While parents imagine that their constant reminders will eventually prompt their child to start taking responsibility, their children often take away a very different message. They complain that their parents don't believe in them, don't trust them, and they can't imagine why that is. Even if they appreciate the seriousness of their parents' concern, they often don't have a realistic notion of resolution. For example, the child who cannot get up in the morning without constant reminders and help imagines that when they go to college, they will solve the problem by not taking any early-morning classes, not understanding how little control they will really have over their schedule. While they know that they haven't kept track of their assignments in high school, they imagine that college will magically be different.
Yes, college will be different, it will cost a lot of money and parents would be very relieved if they could witness some independent functioning, self-discipline, motivation, organization and sustained effort in their teenagers daily life before investing $10-$30,000 or more in college.
Parents of sophomores and juniors in high school, who are still working very hard to keep their child moving forward need to take a step back and find a better path. If their kids were going to spontaneously improve based on the current system, it would have happened by now, and if parents wait until their child's senior year to start getting serious, the pressure of impending college will just ratchet up the tension and make change harder to accomplish.
A good approach is for parents to think about what they need to see from their child, in specific terms, in order to feel confident that their investment in college won't be wasted. Then they need to sit down with their teenager and develop plans to get those results. This conversation itself might be quite a wake-up call to a child who just sort of assumed that they were headed for college because that's what happens after high school. An example of what a parent might want to see from a child to feel comfortable about sending them to college is a consistent ability to get themselves up in the morning. It is not enough for parents to just set this standard and then stand back and see if their teenager accomplishes the goal. Teenagers who have heretofore never managed to get themselves up in the morning, quite likely lack the skills to do so. If your whole life, you've just taken it for granted that someone will drag you out of bed each day, it's quite likely you don't really know how to do it yourself.

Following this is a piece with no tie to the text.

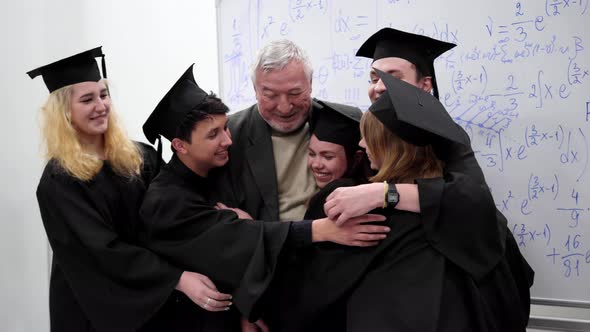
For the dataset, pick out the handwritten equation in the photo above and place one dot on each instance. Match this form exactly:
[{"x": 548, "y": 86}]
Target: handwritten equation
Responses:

So, working together, develop a step-by-step plan for how to get up. Help your child determine what time they have to get up. To do this, they will have to work backwards starting with what time they have to be at school in the morning, and then figure out what time they need to leave the house to do that. Consideration must be given to how long it takes to dress and whether or not they are going to have breakfast before they leave. Then there is the whole mechanical process of waking up. Go to the store together to buy an alarm clock and find one that is good and loud.
Once you have a system worked out, plan for a one or two week transition period during which you work together to decide what time to get up and set the clock. During this time step in and help if things don't go right and make refinements to the system if problems crop up. Once the system is in place, and the skills have been practiced, it's time to see if the child can actually accomplish the task. At that point, don't help any more. The child becomes responsible for the consequences of failure. If they oversleep, they might serve a detention. Consequences are part of responsibility.
If with this approach, a child still cannot manage the basic tasks of life, it may be that there are more serious problems interfering with their ability to move forward. Disorders such as ADHD can make even extraordinarily simple tasks almost impossible, but with medications and therapy these hurdles can be managed. The key to success is getting started when there is still time to solve problems before they turn into crises. Parenting is a balancing act, you have to know when to step in, when to let go and when to call for help. It takes a delicate touch and a lot of stamina to run behind a bicycle providing just enough support to keep the rider moving forward and not so much that you prevent them from ever learning to ride on their own.